Il y aura bien un métro automatique pour le Grand Paris, assure Cécile Duflot, ministre du Logement en charge de ce dossier. Elle annonce qu’un financement sera bien arrêté. L’Etat attend cependant que « toute la transparence soit faite sur les coûts du projet et ses modalités de financement, afin d’assurer la pérennité du projet et son engagement effectif ».

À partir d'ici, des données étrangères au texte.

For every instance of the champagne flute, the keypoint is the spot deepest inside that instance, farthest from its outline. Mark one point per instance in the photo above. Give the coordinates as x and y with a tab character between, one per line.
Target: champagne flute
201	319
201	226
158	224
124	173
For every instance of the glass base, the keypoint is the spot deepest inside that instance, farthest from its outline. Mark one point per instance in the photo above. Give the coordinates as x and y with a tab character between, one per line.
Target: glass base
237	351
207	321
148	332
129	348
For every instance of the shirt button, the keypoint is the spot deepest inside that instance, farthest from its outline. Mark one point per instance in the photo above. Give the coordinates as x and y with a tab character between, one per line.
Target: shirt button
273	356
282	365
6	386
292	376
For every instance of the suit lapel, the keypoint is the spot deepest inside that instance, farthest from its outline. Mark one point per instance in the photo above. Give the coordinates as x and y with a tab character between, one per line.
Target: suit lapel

 Le projet de métro automatique du Grand Paris n’est pas enterré. Alors que Valérie Pécresse, à la tête de l’opposition UMP régionale, s’inquiétait de la non inscription, par l’Etat, d’un milliard d’euros pour le financement du projet, Cécile Duflot a immédiatement réagi. « Conformément aux engagements du président de la République, le gouvernement a annoncé, dès sa nomination, que le projet de métro automatique du Grand Paris Express se poursuivrait en garantissant les financements nécessaires à sa réalisation », rappelle-t-elle.

Alors comment expliquer l’absence de budget alloué au projet au budget 2013 ? « Les engagements financiers pris par l’État n’ayant pas été garantis par le précédent gouvernement, Cécile Duflot a souhaité que toute la transparence soit faite sur les coûts du projet et ses modalités de financement, afin d’assurer la pérennité du projet et son engagement effectif », explique le ministère du Logement dans un communiqué.

Le calendrier risque ainsi d’être chamboulé, même si la ministre de l’Égalité des territoires et du Logement annonce que l’Etat a déjà commencé un travail de concertation. « Il consiste, sous l’autorité de la Ministre, qui agit en liaison avec les ministres chargés des Finances, du Budget et des Transports, à actualiser et préciser les estimations des coûts du projet, à optimiser l’organisation du travail entre les différents établissements et opérateurs qui en ont la charge, à ordonner dans le temps la réalisation des futures lignes et de leurs gares, et à veiller à ce que les travaux d’amélioration des réseaux existants puissent parallèlement être poursuivis et accrus », précise-t-elle.

Une étape indispensable avant la mise en place d’un « plan de financement » par le gouvernement, « correspondant à la priorisation qu’il aura décidé, et respectueux de l’effort de redressement des comptes publics ». Selon Cécile Duflot, l’annonce de celui-ci doit intervenir « début 2013 ».